As mentioned earlier, when a lithium-ion battery is discharged, lithium ions migrate from graphite to the positive electrode, crossing the mountains and the sea. When the temperature of a lithium-ion battery decreases, the migration of lithium ions will be more difficult. When the temperature decreases, the diffusion coefficient of lithium ions in graphite and lithium cobalt oxide will decrease, and the viscosity of the electrolyte will increase, and the migration of lithium ions in the active material and the electrolyte will be greatly hindered.
This sounds unintuitive. Let's take a look at the composition of no added electrolyte to know what's going on. The solvent of the electrolyte is a mixture of ethylene carbonate (EC) and dimethyl carbonate (DMC).
Ethylene Carbonate, melting point: 34~37℃
Dimethyl Carbonate, melting point: 2~4℃
Do you see the melting points of these two substances? Ethylene carbonate solidifies at room temperature, and dimethyl carbonate becomes a solid at 0°C. Then when the lithium-ion battery is in a low temperature environment, the viscosity of the electrolyte will increase, and in severe cases, it will even partially solidify. Lithium ions migrate in the frozen electrolyte, which is very difficult to think about.
At low temperatures, the migration of lithium ions is hindered. The most significant impact is that the internal resistance of the battery will greatly increase, and the terminal voltage of the lithium-ion battery (terminal voltage = open circuit voltage-current x battery internal resistance) drops. When the mobile phone detects lithium ions When the battery is at a low voltage, it will warn you that the battery is low when thinking that the battery is almost dead, and even automatically shut down to protect the battery. In fact, the lithium-ion battery obviously has so much power, but it just can't show it.
In order to overcome this problem, scientists are also working hard to develop electrolyte additives and low-temperature electrolytes so that lithium-ion batteries can be used normally at low temperatures.
For the lithium-ion battery on the mobile phone, is there a way to prevent it from losing power so quickly in winter?
Of course, there is a way. You don't use your mobile phone in the cold outdoors. Find a warm place, such as in a heated room, and keep your small mobile phone without being ill-tempered. By the way, isn’t it good to play with a mobile phone in a heating room? If you really want to use your mobile phone outdoors in the cold, use it as soon as possible, and put it in your pocket as soon as you use it. Don’t worry if your phone is frozen and stupid. Put it in a warm place and it can recover and be used normally.
In fact, in winter, you should pay more attention not to charge your mobile phone in low temperature. As mentioned earlier, the migration rate of lithium ions at low temperatures will decrease. When charging lithium-ion batteries at low temperatures, the rate of lithium ions being inserted into the graphite layer is relatively slow, and there will be no time for lithium ions to be inserted into the graphite layer, but directly Electrons are obtained on the graphite surface to form metallic lithium. This process is called "lithium precipitation". Part of the precipitated metallic lithium becomes inactive, that is, it will not participate in the future lithium ion migration and becomes "dead lithium".
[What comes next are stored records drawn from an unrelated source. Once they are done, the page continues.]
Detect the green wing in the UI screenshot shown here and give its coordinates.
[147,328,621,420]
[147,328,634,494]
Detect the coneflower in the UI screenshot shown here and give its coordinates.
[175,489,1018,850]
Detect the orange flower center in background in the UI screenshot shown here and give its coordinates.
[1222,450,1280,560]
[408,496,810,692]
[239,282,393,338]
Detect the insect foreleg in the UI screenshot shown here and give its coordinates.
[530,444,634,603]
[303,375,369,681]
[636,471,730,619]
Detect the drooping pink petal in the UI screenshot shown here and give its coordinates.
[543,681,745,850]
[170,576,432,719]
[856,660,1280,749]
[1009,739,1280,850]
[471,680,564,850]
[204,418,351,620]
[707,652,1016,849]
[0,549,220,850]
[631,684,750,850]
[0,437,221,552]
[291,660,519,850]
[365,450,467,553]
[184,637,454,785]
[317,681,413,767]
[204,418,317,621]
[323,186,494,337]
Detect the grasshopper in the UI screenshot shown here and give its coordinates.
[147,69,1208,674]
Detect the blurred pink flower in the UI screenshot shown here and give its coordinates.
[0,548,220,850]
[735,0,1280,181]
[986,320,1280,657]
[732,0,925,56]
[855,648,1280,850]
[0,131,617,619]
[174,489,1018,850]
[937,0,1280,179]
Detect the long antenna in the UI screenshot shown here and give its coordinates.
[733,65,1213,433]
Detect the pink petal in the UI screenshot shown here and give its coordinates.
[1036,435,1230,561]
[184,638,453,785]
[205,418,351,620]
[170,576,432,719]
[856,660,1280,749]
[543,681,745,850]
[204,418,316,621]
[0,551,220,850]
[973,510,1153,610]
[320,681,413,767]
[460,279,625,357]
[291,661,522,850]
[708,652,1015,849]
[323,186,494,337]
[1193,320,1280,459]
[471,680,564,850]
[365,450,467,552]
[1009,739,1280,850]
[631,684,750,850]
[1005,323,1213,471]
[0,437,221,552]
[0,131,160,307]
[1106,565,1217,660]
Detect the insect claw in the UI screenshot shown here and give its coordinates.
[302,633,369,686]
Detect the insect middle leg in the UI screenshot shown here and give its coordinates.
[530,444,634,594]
Smart, you must have thought that when there are less lithium ions involved in the migration during charging and discharging, the capacity of the lithium ion battery will also be reduced. This capacity degradation is irreversible, even if you take the battery back to a warm place. , It can't be restored. At this time, there are only two solutions-changing the battery or changing the phone (there is one more reason to change the phone).